First off, you need to use your prep time to confront your anxieties about the LSAT head on. If you're getting anxiety from correcting your answers, then keep doing it. In fact, do it more often than you are now. If there's a specific section or question type that gives you anxiety because you tend to struggle with it, spend extra time studying and practicing it. You're goal should be to keep working on that aspect of the test until it's no longer a source of fear.

I'd also recommend practicing mindful meditation on a daily basis, to help keep your anxiety under control. This is something that has helped me both inside and outside the context of the LSAT. Practicing mindfulness is simple: the core concept is taking a short chunk of time out of each day to be by yourself and think about the emotions you're experiencing. Try to identify why you're feeling a certain way, and try to think of ways to change that behavior. It can help your achieve a greater degree of self-awareness and self-control.
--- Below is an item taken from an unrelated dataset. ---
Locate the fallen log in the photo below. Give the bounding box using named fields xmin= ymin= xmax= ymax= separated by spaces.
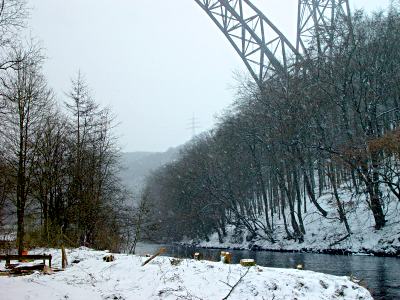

I would recommend combining mindfulness exercises with simple meditative breathing exercises. The more consistently you practice this, the more effective it will become. When I was feeling overcome by nerves while doing a practice test or something, I'd take 10 seconds to close my eyes, take some deep breaths, and give myself a reassuring pep talk. It might sound trivial, but it can be incredibly effective. The LSAT is also a looong test, and there are a lot of opportunities to get tripped up by a difficult or confusingly worded question - being able to recalibrate your mental state is vital, in my opinion.

Finally, doing timed practice tests is the closest you can get to experiencing the real LSAT. I'd recommend doing some of these in unfamiliar places, like a study hall if you're in university, or a library.

Hope some of those tips are helpful!